なぜ、すき家は“ディストピア容器”を提供するのか 「並盛430円」のスゴさが見えてきたスピン経済の歩き方(4/6 ページ)

すき家が一部店舗で導入している容器が「ディストピア」のようだと、たたいている人がいる。だが1000円以下で食べられる牛丼チェーンに対して皮肉を言うことは、全てわれわれに特大ブーメランになって返ってきているのだ。どういうことかというと……。

Share
Tweet
LINE
Hatena
-

「世界一安くて品質の良い牛丼」を食べられる日本人

 このように各社が「食器」にまつわる現場の負担軽減を検討している中で、すき家の場合は「使い捨て容器」だったというわけだ。


すき家の牛丼(出典:公式Webサイト)

すき家のねぎ玉牛丼(出典:公式Webサイト)

 確かにエコの観点からは時代に逆行する取り組みではあるが、従業員は浸漬槽に食器を浸す工程もないし、食器を食洗機に並べなくてもよいし、洗い残しがないかを目視する必要もない。その作業がごそっと消えた分、調理や商品の提供にリソースを集中できる。

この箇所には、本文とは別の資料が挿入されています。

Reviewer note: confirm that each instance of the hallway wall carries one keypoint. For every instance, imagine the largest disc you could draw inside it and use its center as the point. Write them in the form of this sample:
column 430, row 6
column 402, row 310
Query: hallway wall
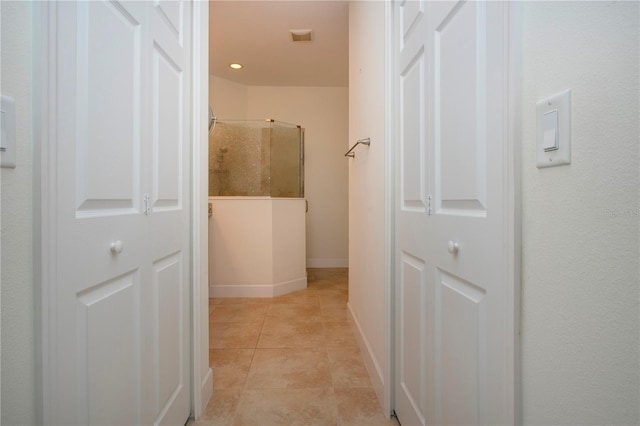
column 580, row 254
column 580, row 267
column 323, row 112
column 367, row 216
column 228, row 99
column 18, row 364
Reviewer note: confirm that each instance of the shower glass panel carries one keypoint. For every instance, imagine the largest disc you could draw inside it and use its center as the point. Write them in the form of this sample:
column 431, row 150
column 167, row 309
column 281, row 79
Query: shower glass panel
column 256, row 158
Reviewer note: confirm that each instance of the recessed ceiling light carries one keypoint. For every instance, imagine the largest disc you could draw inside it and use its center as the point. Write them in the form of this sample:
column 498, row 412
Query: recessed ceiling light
column 300, row 35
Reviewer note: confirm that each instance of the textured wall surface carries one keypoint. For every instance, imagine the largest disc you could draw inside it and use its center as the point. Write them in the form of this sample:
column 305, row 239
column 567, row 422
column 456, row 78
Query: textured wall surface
column 580, row 222
column 367, row 180
column 18, row 362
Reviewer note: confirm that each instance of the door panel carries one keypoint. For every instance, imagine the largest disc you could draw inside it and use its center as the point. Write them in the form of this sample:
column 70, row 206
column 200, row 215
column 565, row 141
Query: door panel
column 169, row 292
column 167, row 133
column 108, row 351
column 462, row 327
column 122, row 166
column 108, row 156
column 451, row 287
column 413, row 141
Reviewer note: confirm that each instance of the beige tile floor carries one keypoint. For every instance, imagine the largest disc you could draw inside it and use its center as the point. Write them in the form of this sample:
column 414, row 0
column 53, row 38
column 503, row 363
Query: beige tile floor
column 290, row 360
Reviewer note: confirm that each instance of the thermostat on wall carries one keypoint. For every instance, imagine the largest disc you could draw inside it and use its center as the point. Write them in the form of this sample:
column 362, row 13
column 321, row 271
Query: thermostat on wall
column 553, row 119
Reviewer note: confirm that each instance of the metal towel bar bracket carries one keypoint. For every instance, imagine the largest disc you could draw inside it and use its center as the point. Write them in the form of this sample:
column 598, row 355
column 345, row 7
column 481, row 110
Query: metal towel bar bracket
column 365, row 141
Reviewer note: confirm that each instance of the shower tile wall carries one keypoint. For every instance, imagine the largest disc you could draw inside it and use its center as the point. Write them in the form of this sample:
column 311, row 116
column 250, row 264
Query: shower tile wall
column 239, row 160
column 255, row 158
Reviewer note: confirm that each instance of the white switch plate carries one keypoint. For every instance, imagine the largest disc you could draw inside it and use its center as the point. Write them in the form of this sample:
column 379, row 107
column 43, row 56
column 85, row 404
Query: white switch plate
column 8, row 132
column 561, row 103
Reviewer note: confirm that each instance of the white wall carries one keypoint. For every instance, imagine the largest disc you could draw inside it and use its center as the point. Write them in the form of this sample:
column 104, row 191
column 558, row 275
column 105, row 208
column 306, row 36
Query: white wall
column 367, row 269
column 18, row 337
column 580, row 257
column 580, row 222
column 323, row 113
column 227, row 98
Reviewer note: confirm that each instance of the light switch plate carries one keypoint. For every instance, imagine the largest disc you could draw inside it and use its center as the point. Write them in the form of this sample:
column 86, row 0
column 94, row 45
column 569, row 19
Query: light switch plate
column 8, row 132
column 560, row 103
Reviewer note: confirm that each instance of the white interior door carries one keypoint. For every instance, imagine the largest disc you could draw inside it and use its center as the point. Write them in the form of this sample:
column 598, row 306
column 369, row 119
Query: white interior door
column 120, row 308
column 452, row 288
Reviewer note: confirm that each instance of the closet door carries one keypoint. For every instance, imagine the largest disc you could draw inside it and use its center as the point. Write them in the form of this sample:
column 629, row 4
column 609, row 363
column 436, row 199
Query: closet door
column 120, row 307
column 454, row 296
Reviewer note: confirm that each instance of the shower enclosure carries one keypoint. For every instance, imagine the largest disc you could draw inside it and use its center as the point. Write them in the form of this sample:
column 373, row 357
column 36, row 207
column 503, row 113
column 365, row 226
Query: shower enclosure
column 256, row 197
column 256, row 158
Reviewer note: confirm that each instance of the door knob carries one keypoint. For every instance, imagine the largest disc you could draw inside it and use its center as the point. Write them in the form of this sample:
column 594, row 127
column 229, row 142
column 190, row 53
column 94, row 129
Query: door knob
column 116, row 247
column 452, row 247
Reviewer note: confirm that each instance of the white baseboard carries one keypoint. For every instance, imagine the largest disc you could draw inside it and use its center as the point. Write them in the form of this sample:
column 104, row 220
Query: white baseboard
column 206, row 391
column 328, row 263
column 370, row 361
column 258, row 290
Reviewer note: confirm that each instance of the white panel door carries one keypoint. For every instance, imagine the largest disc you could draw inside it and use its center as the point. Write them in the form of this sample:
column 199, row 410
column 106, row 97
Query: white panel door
column 120, row 307
column 452, row 286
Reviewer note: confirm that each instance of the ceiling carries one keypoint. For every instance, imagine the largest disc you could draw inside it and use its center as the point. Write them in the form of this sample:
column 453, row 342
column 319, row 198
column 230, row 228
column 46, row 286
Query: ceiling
column 256, row 35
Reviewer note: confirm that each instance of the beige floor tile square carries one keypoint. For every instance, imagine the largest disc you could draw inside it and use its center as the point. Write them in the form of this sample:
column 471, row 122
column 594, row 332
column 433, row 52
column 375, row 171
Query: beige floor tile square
column 294, row 312
column 233, row 335
column 337, row 298
column 360, row 407
column 230, row 367
column 221, row 408
column 290, row 334
column 347, row 368
column 339, row 334
column 238, row 313
column 243, row 300
column 271, row 407
column 334, row 313
column 289, row 368
column 302, row 296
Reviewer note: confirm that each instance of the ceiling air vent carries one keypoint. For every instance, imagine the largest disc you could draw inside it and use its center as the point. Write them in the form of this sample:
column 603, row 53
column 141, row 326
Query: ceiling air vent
column 300, row 35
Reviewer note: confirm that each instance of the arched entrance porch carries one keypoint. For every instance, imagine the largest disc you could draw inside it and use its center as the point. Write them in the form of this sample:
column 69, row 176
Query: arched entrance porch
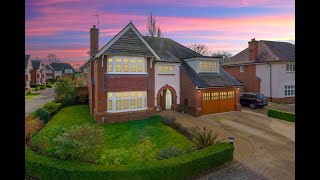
column 166, row 97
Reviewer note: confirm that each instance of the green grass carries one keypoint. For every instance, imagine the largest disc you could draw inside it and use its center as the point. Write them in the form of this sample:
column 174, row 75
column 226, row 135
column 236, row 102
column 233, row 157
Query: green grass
column 118, row 135
column 31, row 95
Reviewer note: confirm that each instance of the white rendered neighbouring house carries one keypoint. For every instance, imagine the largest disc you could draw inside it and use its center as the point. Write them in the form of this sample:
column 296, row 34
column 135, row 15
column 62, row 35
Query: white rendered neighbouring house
column 267, row 67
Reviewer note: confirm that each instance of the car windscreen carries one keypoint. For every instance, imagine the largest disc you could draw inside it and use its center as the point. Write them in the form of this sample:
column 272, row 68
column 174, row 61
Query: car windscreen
column 260, row 96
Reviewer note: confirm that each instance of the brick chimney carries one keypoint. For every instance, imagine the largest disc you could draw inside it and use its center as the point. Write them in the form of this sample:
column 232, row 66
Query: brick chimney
column 94, row 40
column 253, row 49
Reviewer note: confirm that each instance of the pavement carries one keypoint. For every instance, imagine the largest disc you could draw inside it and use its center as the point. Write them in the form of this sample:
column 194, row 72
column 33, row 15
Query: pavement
column 36, row 102
column 264, row 146
column 278, row 106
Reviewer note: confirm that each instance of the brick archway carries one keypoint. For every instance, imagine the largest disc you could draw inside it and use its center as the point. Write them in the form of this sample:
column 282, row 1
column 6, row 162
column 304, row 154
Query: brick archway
column 173, row 91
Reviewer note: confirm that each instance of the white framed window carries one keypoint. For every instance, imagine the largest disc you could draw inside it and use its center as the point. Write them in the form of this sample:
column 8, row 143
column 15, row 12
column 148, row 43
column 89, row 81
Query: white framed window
column 290, row 68
column 68, row 70
column 126, row 101
column 166, row 69
column 126, row 65
column 208, row 66
column 241, row 68
column 289, row 90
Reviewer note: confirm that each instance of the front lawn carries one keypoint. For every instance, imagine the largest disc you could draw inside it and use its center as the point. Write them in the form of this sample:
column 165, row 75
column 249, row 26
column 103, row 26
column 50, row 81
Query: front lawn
column 117, row 136
column 31, row 95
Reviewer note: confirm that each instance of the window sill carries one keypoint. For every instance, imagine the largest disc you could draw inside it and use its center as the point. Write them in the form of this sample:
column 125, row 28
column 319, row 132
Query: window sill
column 123, row 111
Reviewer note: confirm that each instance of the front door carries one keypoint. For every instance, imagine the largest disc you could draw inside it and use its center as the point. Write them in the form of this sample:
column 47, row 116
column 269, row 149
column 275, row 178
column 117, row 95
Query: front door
column 168, row 99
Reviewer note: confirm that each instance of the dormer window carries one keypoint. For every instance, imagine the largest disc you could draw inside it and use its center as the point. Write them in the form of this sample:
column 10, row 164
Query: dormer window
column 207, row 66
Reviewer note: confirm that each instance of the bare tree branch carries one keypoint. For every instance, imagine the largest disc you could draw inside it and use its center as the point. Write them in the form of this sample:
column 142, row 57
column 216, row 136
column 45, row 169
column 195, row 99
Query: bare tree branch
column 52, row 58
column 200, row 48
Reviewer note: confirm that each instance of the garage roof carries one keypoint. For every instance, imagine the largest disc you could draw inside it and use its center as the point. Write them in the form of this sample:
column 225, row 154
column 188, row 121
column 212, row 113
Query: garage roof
column 206, row 80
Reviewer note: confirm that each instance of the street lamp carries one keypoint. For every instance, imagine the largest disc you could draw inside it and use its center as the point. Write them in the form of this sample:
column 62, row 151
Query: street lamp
column 231, row 139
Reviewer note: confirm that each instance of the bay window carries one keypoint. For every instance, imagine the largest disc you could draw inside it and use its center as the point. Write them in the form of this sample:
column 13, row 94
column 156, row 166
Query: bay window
column 127, row 65
column 127, row 101
column 289, row 90
column 290, row 68
column 166, row 69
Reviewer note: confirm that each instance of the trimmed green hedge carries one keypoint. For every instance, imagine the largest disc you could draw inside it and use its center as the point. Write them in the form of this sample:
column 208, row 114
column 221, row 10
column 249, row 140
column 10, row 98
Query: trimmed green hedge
column 181, row 167
column 288, row 116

 こうした「安さ」と「現場負担軽減」を両立した取り組みに、企業側がどれだけ知恵を絞っているのかを少しでも理解すれば、プラ容器に盛られた牛丼を見てもそう簡単に「餌かよ」「味気ない」なんて文句は出てこないのではないか。

 食器を下げて、残飯を捨てることも、その食器を浸漬槽に浸けることも、それを取り出して食洗機に並べることも全て労働者が行う。当たり前だが、そこには全て賃金が発生する。日本人はサービスを水と同じように「タダ」だと思っているが、「きれいな食器」を客に出すのもそれなりのコストがかかっているのだ。

 そして、このように低賃金で重労働をしてくれる労働者のおかげで、われわれは「世界一安くて品質の良い牛丼」を気軽に食べられるというわけだ。